The Tale of Despereaux

The Tale of Despereaux. The Tale of Despereaux
Kate DiCamillo
Illus. by Timothy Basil Ering.
Cambridge: Candlewick Press, 2003.
Newbery Medal 2004.
AR Level: 4.7

The Tale of Despereaux is about three characters who don’t fit in the world in which they were born.  Despereaux, a tiny mouse living in a castle, works against odds to save his love, the Princess Pea, a human.  She has been captured and taken to the dungeon by the rat Roscuro, and the servant girl Miggery Sow.

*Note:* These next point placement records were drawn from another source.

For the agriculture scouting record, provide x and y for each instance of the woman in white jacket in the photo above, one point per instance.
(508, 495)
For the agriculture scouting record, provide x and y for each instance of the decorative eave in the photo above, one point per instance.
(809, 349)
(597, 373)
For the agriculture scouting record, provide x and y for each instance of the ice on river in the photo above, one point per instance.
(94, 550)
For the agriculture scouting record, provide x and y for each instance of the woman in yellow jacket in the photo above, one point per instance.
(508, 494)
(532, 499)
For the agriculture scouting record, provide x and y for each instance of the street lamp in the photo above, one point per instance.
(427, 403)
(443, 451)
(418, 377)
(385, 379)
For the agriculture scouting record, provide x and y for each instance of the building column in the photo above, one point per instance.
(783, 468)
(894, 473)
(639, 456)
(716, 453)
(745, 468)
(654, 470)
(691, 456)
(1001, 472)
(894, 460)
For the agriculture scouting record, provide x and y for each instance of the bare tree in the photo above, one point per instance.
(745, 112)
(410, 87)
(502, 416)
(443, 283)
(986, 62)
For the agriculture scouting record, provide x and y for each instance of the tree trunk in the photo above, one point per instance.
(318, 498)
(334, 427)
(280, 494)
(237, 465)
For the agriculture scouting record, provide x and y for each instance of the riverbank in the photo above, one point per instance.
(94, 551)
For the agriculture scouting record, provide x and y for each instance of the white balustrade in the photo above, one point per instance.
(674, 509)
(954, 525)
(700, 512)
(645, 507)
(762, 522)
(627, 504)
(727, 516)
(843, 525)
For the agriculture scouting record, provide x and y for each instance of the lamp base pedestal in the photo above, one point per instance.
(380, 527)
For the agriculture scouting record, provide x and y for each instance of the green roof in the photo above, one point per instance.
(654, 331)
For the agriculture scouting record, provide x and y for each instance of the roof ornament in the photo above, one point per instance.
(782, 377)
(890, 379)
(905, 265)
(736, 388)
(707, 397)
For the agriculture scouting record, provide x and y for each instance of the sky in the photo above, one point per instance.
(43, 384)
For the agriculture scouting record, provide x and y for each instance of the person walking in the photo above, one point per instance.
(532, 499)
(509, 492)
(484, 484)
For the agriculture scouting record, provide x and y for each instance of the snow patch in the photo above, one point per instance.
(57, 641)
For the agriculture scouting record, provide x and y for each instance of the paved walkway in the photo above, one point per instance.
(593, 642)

Despereaux is not a light-hearted story, but explores real emotions—love, real danger—getting one’s tail chopped off, and real villians—Roscuro.  The narrator has an ongoing dialog with the reader which draws the reader into the story, asking opinions and giving understanding.  For example, “Reader, do you believe in such a thing as happy endings?  Or, like Despereaux, have you, too, begun to question the possibility of happy endings?”  Though a highly dramatic story, much comic relief is provided, especially with the repeated references to Roscuro with a spoon for a crown and his red tablecloth cape.  I’ve never been moved to tears by a children’s book before, but DiCamillo has written a profound story that speaks to the hearts of children and adults alike; it is a must-read.

I am a little disappointed that a movie is being made about this book.  I don’t think there’s anyway to capture  the emotion of Despereaux without DiCamillo’s whimsical prose.  Beware of the junior novelization version.  It’s already a book for children; I don’t understand why Scholastic thought it necessary to write a “dumbed-down” version.